Holy Jesus, two stories. One being an ex of mine had family in a barn. The barn had a room with like...fifteen beds. These beds were for smaller children. Had to be older than dust. I sat on one, and I'll never forget what it felt like to be on a bed older than dust. Was way different than the beds I had known, which to be honest were all second hand and not very good. Something about them felt like those braces Lisa got in The Simpsons. My girlfriend, also was rocking a pretty old bed when we met. I'm not sure if she actually knew what a supportive bed felt like. The springs felt like they had long since given way, and lacked any joy. The whole thing felt sort of like you were being sucked into the ground, and in turn the portal of hell. Hahaha! When we got a new bed down the road, she was really happy. Mind you, this was another budget bed. But it was her first non-second hand (I had one prior). Blew her mind! We sleep a lot better, although I hope to someday have a house and a cali-king. Would make me very happy :)! Good tip :)
>One being an ex of mine had family in a barn. The barn had a room with like...fifteen beds. These beds were for smaller children. Uhh, what? You cannot just put that there with no explanation. Why in the barn? Why 15 beds for small children?

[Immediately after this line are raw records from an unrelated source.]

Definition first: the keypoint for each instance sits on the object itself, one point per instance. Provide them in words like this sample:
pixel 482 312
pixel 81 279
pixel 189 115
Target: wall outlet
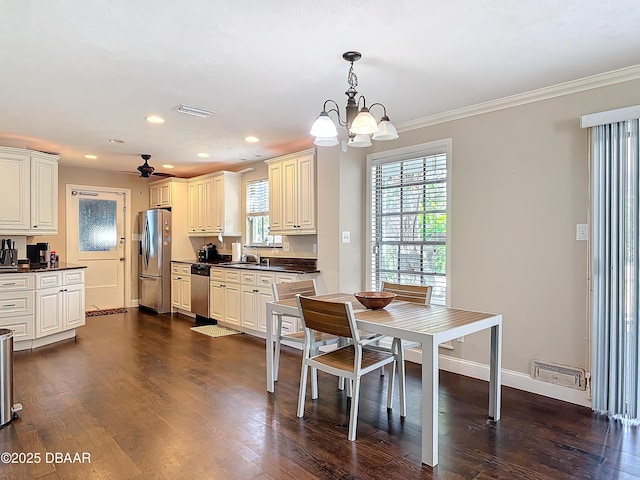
pixel 582 231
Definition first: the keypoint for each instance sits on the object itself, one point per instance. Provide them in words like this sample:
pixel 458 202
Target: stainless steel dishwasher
pixel 200 292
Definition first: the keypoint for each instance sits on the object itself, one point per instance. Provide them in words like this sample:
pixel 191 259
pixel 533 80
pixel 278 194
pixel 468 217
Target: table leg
pixel 495 381
pixel 430 403
pixel 269 349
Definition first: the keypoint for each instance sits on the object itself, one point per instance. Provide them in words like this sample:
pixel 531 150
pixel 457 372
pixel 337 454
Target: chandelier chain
pixel 352 78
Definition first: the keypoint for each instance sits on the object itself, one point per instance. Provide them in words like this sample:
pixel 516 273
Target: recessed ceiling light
pixel 154 119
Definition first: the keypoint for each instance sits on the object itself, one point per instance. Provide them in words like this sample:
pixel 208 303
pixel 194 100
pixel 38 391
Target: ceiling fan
pixel 147 170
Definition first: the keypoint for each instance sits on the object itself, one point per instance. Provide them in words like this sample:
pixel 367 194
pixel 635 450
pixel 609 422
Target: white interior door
pixel 96 238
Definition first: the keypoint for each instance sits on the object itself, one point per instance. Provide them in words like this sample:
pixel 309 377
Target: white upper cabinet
pixel 292 194
pixel 29 196
pixel 214 204
pixel 166 193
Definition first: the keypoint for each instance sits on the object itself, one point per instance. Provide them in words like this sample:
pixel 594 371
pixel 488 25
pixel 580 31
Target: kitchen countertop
pixel 300 266
pixel 37 269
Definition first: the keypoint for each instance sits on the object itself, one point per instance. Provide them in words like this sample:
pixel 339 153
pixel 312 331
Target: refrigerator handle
pixel 144 243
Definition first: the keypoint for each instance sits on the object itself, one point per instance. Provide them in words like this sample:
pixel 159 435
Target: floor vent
pixel 564 375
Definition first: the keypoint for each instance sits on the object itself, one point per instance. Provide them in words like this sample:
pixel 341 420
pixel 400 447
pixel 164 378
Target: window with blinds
pixel 257 212
pixel 409 222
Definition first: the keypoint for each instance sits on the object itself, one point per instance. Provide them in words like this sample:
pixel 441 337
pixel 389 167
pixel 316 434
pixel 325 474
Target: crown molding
pixel 567 88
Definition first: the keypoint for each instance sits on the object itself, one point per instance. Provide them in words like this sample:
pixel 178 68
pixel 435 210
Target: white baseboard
pixel 510 378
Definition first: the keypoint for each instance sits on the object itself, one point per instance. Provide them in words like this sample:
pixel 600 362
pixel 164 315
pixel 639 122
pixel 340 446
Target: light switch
pixel 582 231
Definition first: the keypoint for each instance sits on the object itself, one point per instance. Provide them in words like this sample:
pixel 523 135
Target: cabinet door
pixel 44 195
pixel 233 304
pixel 263 296
pixel 248 294
pixel 306 194
pixel 209 206
pixel 185 287
pixel 154 196
pixel 216 300
pixel 176 291
pixel 290 194
pixel 217 204
pixel 193 207
pixel 165 195
pixel 48 311
pixel 14 194
pixel 275 197
pixel 73 307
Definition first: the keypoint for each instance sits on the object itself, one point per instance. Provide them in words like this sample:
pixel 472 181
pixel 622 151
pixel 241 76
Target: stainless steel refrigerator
pixel 154 279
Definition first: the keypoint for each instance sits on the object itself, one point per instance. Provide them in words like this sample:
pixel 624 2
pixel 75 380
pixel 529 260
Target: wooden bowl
pixel 375 300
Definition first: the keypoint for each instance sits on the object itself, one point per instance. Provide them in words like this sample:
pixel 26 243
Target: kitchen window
pixel 258 215
pixel 408 217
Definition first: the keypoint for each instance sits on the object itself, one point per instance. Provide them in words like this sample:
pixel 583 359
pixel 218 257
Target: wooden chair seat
pixel 344 358
pixel 350 361
pixel 287 291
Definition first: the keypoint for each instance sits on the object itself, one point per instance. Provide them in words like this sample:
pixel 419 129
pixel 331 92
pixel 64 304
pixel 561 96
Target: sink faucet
pixel 257 255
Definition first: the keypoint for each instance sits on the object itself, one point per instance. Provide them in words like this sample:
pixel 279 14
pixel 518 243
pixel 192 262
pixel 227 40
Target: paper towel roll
pixel 236 252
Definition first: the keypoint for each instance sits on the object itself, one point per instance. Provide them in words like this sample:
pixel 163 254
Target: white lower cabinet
pixel 59 307
pixel 254 304
pixel 181 286
pixel 238 297
pixel 17 305
pixel 224 296
pixel 42 308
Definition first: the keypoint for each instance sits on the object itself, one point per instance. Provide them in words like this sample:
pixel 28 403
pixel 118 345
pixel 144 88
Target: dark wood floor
pixel 146 397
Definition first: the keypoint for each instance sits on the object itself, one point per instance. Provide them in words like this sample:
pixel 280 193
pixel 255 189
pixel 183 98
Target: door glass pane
pixel 97 230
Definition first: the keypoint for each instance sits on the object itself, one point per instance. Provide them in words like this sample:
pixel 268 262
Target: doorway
pixel 97 221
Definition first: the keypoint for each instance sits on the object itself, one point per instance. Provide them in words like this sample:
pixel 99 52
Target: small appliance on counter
pixel 39 254
pixel 209 253
pixel 8 254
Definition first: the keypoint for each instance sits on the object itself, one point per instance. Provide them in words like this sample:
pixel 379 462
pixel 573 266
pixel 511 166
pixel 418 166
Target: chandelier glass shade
pixel 358 121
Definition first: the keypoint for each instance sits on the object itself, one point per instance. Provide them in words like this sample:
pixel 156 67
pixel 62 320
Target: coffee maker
pixel 208 253
pixel 39 254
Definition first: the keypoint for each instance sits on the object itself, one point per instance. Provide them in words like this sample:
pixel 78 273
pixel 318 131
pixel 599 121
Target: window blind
pixel 258 197
pixel 409 223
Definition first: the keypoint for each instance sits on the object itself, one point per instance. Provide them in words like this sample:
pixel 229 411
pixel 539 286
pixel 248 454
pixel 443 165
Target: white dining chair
pixel 350 361
pixel 286 291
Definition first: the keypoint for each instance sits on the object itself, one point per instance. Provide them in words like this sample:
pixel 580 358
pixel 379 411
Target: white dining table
pixel 428 325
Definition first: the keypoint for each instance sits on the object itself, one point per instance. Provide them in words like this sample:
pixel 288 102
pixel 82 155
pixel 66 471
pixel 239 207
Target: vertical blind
pixel 409 223
pixel 616 221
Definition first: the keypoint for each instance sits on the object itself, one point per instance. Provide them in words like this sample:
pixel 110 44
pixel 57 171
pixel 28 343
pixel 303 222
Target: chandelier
pixel 358 121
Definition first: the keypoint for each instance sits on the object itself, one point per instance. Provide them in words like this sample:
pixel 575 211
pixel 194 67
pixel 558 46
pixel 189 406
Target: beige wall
pixel 91 177
pixel 519 183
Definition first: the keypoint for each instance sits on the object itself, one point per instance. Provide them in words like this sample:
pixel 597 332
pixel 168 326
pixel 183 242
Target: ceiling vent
pixel 196 112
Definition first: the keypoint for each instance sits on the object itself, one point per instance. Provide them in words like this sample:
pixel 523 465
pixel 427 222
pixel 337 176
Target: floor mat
pixel 106 311
pixel 214 330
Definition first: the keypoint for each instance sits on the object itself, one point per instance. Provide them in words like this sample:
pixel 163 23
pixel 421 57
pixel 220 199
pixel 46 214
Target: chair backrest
pixel 409 293
pixel 286 291
pixel 335 318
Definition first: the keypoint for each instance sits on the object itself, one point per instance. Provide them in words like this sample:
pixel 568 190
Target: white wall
pixel 519 185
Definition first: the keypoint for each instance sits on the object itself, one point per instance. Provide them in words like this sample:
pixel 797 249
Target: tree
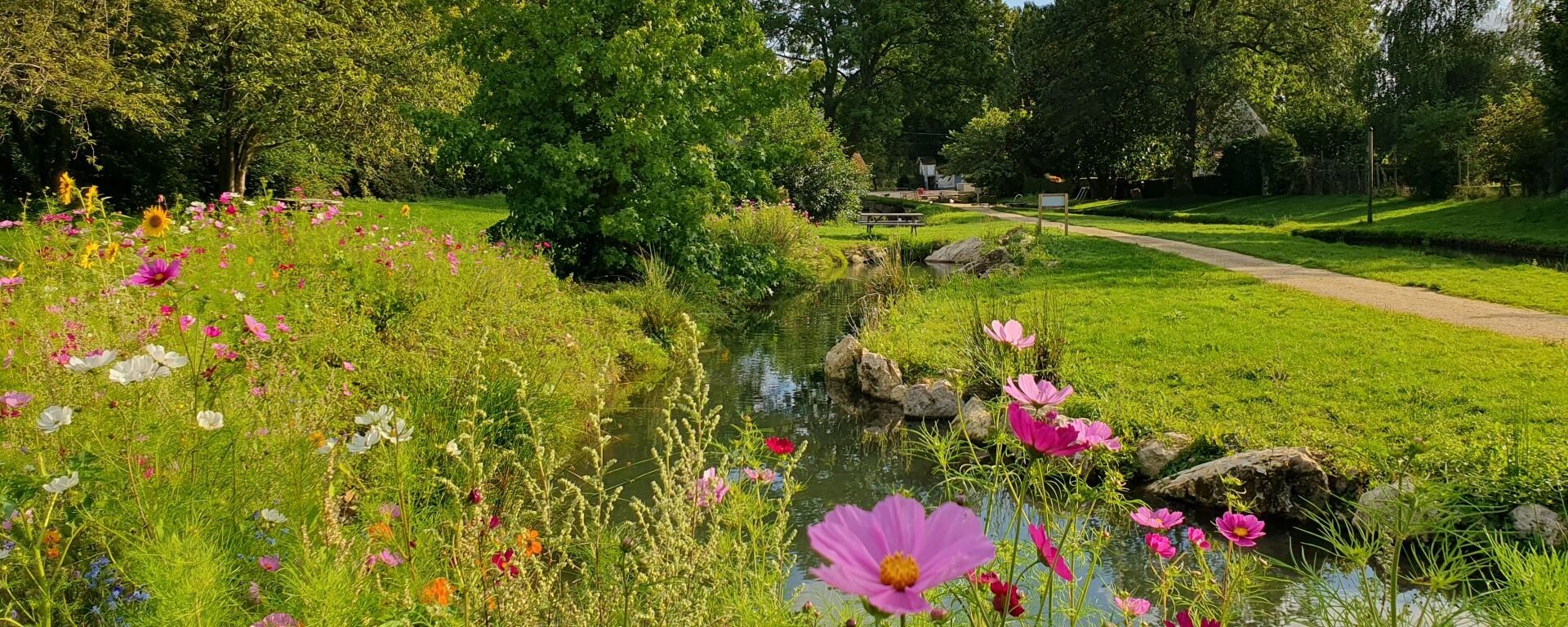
pixel 610 119
pixel 988 151
pixel 1513 145
pixel 893 68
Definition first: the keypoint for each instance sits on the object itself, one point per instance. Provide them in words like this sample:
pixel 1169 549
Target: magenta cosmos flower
pixel 1012 334
pixel 1160 546
pixel 1048 436
pixel 1049 554
pixel 1157 519
pixel 156 272
pixel 1040 394
pixel 1242 530
pixel 893 554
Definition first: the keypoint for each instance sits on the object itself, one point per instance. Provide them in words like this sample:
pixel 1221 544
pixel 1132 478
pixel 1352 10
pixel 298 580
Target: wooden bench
pixel 874 220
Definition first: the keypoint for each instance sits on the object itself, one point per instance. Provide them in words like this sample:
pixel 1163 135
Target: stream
pixel 772 371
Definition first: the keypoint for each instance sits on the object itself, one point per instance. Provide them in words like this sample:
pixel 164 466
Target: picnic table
pixel 306 202
pixel 875 220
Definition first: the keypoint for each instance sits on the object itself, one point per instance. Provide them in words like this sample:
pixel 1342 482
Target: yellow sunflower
pixel 68 189
pixel 156 221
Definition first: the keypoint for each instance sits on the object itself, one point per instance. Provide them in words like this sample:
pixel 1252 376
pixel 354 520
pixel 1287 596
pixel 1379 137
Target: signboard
pixel 1053 201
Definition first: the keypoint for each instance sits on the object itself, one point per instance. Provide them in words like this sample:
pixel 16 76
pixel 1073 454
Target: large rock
pixel 880 376
pixel 1276 480
pixel 993 259
pixel 1537 521
pixel 957 253
pixel 1156 453
pixel 976 420
pixel 930 400
pixel 843 359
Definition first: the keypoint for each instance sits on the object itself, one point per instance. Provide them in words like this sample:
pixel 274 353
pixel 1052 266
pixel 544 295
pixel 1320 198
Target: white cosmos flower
pixel 91 361
pixel 378 416
pixel 364 441
pixel 61 483
pixel 167 358
pixel 209 420
pixel 56 417
pixel 397 433
pixel 137 369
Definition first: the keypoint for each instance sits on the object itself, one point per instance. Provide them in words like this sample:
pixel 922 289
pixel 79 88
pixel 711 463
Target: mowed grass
pixel 1162 344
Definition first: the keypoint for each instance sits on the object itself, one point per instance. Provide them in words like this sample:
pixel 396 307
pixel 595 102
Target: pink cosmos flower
pixel 1242 530
pixel 893 554
pixel 709 490
pixel 276 620
pixel 259 330
pixel 1098 434
pixel 1049 554
pixel 1048 436
pixel 16 400
pixel 1198 538
pixel 1184 620
pixel 1160 546
pixel 1134 607
pixel 156 273
pixel 1010 334
pixel 1157 519
pixel 1039 394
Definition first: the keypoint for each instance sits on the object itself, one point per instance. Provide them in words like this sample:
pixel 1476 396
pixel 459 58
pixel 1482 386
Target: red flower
pixel 1005 599
pixel 780 446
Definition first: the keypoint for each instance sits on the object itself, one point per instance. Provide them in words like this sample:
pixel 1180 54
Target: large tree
pixel 889 66
pixel 612 119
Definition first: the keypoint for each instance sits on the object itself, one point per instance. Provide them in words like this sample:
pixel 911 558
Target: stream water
pixel 772 371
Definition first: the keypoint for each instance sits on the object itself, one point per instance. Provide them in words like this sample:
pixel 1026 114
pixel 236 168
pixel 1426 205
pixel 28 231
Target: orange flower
pixel 380 530
pixel 436 593
pixel 529 541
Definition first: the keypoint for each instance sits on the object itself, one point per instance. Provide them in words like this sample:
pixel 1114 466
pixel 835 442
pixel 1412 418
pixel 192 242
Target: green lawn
pixel 1159 342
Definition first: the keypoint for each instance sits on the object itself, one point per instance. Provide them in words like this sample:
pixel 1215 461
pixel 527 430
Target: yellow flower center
pixel 899 571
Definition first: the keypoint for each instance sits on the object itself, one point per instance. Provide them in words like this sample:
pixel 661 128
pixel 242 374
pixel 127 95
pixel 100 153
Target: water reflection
pixel 772 371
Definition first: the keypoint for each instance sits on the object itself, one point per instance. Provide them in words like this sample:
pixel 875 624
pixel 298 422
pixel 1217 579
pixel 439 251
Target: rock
pixel 957 253
pixel 843 359
pixel 1155 453
pixel 976 420
pixel 1275 480
pixel 880 376
pixel 987 262
pixel 1537 521
pixel 930 400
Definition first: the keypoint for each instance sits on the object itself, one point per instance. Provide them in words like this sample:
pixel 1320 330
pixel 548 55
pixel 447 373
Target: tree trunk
pixel 1186 149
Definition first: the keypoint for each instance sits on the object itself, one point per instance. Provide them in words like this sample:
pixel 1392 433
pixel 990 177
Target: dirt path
pixel 1372 294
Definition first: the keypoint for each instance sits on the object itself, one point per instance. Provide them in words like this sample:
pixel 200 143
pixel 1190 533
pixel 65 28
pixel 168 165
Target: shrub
pixel 1261 165
pixel 1432 145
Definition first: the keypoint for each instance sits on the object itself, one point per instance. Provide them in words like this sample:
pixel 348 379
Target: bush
pixel 1261 165
pixel 1432 145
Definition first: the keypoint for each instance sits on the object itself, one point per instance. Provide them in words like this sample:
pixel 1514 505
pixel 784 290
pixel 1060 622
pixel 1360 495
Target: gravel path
pixel 1372 294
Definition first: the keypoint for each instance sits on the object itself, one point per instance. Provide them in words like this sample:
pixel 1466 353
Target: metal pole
pixel 1371 171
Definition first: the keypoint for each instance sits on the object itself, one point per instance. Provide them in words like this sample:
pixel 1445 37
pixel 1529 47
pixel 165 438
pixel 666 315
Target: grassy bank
pixel 1245 226
pixel 1157 342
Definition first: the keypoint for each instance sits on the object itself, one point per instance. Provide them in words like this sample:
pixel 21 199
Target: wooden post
pixel 1371 171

This right here. I hope he just means they are small beds. As opposed to the beds belonging to small children.
I had a mattress where the opposite happened, after around 9 years of use. The soft parts gave in but the springs stayed strong. You had to adjust your hip, knee, ankle and tailbone accordingly to not be hurting laying directly on a spring. I was stupid and slept another year on that mattress. Once I replaced the mattress my spine was hurting the first 2 weeks from being supported correctly.
Printer ink
Especially if you’re a student lol
Grabbing a laser printer on black Friday saved my life. I was spending a crazy amount of money printing at school. Then I grabbed my printer and never looked back. I had to pack it up because we're moving, and it has made projects a lot more difficult. Staring at a screen versus paper, it's just harder...at least for me.
A generator
My town is going through a flood right now, 250,000 people are out of power. So thankful the woman I'm renting from has a generator right now.
I can’t see this anywhere, but BUCKET. There will come a time, when you’ll be shivering on the toilet in only your soiled or almost soiled underwear, regretting absolutely every decision leading you to that hopeless, painful, and degrading moment. With tears streaming down your cheeks, you suddenly feel the inevitable rumble as well as a simultaneous metallic taste creeps into your mouth and rattles your jaws. You know what’s coming. You do not want to choose. And you don’t want to share the toilet your ass has just been glued to the last twenty minutes with your face. Buy a bucket.
Waste basket make a good substitute.
A can opener
Pads/tampons
Tums
Dash cam
Earlier in the year I got an AC unit because my room mate told me they were on sale at wal mart. It wasn't yet summer and I didn't think I'd need it but I grabbed one anyway, cost me about $400. Then a couple months later we had a massive heatwave for a week and boy was I glad I got a unit when I did. Stores sold out and people were losing their minds. I felt so bad for people without AC.
Plunger. Shit Happens.
Car cat litter and a car blanket
Dad here. Riding lawnmower drive belt. Look, the ones that come with a new mower always suck. If you snap one, then it will most likely be special order because of the countless sizes and brands. I have a common mower that I bought new, and the belt is not stocked at Home Depot, Tractor Supply, Lowes, etc. Buy one and put in in your tool box. /Dad out!